More than 60 percent of the 86 members of the press killed by Israeli fire last year were Palestinian journalists reporting from the Gaza Strip amid Israel’s genocidal war in the coastal enclave, the advocacy group found.
After the killings in southern Lebanon last week, CPJ’s Middle East director Sara Qudah also warned that Lebanon is becoming “an increasingly deadly zone for journalists, despite their status as civilians who must not be targeted”.
“We have seen a disturbing pattern in this war and in the decades prior of Israel accusing journalists of being active combatants and terrorists without providing credible evidence,” Qudah said in a statement.
“Journalists are not legitimate targets, regardless of the outlet they work for.”

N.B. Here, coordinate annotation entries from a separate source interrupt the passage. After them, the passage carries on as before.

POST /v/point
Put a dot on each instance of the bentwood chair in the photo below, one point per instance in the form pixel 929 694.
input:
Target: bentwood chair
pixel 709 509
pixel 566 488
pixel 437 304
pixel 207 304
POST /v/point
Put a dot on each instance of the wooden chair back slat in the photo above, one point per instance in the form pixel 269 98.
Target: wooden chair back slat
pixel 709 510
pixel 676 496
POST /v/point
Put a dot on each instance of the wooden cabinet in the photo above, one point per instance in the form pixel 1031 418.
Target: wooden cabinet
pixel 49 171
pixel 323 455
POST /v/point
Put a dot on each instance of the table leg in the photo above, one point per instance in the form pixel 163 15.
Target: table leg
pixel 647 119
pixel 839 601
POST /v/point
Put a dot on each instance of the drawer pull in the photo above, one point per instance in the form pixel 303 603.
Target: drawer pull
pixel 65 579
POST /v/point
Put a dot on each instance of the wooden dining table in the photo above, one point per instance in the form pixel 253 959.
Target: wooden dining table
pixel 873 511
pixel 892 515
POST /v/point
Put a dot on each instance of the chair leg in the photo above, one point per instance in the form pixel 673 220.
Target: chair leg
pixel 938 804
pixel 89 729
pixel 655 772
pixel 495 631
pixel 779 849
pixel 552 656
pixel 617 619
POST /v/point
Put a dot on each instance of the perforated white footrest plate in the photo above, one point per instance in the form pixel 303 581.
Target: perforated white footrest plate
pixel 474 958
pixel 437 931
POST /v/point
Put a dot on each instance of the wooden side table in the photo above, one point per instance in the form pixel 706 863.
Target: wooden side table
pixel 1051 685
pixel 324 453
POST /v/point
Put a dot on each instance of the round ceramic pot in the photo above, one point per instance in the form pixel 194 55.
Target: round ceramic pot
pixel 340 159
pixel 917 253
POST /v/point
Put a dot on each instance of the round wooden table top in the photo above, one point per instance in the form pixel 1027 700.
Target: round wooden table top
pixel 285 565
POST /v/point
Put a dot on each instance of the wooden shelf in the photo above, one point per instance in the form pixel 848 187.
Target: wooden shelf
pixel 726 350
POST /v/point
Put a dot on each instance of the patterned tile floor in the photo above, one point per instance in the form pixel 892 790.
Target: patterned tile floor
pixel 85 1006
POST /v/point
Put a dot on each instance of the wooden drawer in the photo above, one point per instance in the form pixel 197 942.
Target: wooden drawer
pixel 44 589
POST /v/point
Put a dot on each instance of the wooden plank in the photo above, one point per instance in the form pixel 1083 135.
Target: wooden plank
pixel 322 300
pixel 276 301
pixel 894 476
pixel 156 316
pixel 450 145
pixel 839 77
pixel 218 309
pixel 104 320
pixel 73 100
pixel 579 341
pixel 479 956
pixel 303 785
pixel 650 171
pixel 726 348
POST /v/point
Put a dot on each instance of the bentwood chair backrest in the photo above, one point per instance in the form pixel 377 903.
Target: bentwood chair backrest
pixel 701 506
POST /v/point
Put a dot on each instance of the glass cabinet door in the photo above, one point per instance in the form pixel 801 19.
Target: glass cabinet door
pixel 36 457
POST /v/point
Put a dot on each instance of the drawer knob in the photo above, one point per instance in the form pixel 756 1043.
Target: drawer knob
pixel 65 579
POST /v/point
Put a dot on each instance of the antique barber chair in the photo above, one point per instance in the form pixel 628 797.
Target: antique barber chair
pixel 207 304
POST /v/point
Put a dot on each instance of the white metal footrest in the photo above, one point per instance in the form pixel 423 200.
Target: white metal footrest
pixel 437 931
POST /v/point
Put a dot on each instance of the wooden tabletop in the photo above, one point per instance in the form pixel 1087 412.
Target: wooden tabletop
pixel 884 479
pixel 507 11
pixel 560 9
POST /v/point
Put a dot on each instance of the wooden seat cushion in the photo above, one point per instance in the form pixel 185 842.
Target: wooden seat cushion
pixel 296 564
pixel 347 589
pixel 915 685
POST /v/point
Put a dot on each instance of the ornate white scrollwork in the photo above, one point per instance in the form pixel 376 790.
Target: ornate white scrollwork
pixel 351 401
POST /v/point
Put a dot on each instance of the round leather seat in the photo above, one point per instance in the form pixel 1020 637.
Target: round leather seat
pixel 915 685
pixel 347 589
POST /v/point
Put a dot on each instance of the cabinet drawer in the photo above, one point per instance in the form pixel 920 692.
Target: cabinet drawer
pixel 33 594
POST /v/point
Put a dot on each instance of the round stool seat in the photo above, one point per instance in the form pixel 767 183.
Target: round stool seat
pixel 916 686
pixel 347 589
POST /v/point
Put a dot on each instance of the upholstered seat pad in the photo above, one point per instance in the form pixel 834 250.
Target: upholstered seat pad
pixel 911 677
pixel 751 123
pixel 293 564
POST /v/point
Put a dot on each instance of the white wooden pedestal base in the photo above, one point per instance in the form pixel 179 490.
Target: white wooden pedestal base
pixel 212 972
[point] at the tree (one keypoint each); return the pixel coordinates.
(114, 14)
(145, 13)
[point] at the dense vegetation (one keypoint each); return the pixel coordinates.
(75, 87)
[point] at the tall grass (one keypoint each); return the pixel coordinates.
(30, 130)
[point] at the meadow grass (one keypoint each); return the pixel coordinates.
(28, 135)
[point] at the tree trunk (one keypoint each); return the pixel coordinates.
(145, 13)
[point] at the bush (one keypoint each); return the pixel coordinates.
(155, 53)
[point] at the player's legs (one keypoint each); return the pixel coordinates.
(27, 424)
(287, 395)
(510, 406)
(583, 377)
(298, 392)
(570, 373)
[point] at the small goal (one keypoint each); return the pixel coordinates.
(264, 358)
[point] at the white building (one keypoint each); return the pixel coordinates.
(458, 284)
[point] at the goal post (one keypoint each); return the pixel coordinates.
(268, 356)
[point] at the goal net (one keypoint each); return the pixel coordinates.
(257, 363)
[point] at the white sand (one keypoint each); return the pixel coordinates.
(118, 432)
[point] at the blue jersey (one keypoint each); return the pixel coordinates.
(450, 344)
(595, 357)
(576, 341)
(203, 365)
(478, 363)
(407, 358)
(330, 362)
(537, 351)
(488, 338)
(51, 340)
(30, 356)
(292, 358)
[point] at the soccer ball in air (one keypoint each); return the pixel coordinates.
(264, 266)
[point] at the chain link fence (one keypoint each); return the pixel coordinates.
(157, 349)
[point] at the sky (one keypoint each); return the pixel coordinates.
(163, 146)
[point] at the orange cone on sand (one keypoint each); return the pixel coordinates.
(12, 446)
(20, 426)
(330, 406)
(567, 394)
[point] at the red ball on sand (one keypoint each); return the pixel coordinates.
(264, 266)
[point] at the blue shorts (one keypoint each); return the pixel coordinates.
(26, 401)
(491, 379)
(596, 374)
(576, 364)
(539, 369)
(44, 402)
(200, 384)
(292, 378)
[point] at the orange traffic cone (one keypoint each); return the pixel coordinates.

The UN experts also warned that Israel’s killing of Lebanese journalists is part of “an abominable push … to silence reporting on Israel’s current military action in Lebanon, and shut down news coverage of war crimes committed, just as it did in Gaza”.
At least 1,345 people have been killed and 4,040 wounded in intensified Israeli attacks across Lebanon since early March, according to the Lebanese Ministry of Health.